October 2012
Seismological Limits on the Possible Size of Any North Korean Nuclear Testing in 2010

SGS2023.pngThe previous issue of Science & Global Security carried an article that offered evidence from radionuclide signals detected in South Korea, Japan, and Russia that in May 2010 North Korea may have carried out one or more nuclear tests ("Radionuclide Evidence for Low-Yield Nuclear Testing in North Korea in April/May 2010" by Lars-Erik De Geer, Volume 20, No. 1, 2012.)

In the current issue, David P. Schaff, Won-Young Kim, and Paul G. Richards respond with a detailed analysis of seismic signals from North Korea (free PDF of the article) recorded by a nearby station in northeastern China on the days in May 2010 proposed by De Geer as dates for the possible tests. The article concludes that no well-coupled underground explosion above about one ton TNT equivalent occurred near the North Korea test site on those days. This offers a stringent limit on any testing scenario.

The technique used in the new article significantly increases the sensitivity of seismic monitoring for the region in question. It offers sensitive new tools for forensic, after-incident seismic analysis to complement the first response seismic methods used by the International Monitoring System of the Comprehensive Test Ban Treaty Organization.

The other papers in this double issue of the journal focus on the use of computer modeling for understanding the proliferation risk from research reactors and small plutonium production reactors and advancing options for reducing this risk. Three articles explore questions of plutonium production, and a fourth article offers a new idea for furthering the conversion of highly enriched uranium fueled research reactors to low-enriched uranium fuel.
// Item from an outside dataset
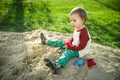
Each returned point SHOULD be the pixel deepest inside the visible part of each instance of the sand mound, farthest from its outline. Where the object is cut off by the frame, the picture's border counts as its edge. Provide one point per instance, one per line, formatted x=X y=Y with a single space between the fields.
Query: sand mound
x=22 y=54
Taken together, these articles demonstrate the significant advances in analysis that computer modeling now offers for supporting and improving nonproliferation policy. It may be fruitful to bring together the nonproliferation community and the computer modeling community in a focused effort to develop new dedicated open-source computer codes and tools for nonproliferation and disarmament studies.

The final contribution in this issue is a review of Our Own Worst Enemy? Institutional Interests and the Proliferation of Nuclear Weapons Expertise by Sharon K. Weiner (MIT Press, 2011). The book deals with U.S. efforts to organize cooperative threat reduction (CTR) programs with Russia and other former Soviet states to reduce the risk of former Soviet scientists and engineers with expertise in nuclear, chemical, or biological weapons from proliferating their knowledge. The review describes it as a "thorough, meticulously researched book" and recommends it as "an authoritative resource to those who study or want to successfully implement CTR-type projects, regardless of their geographical location."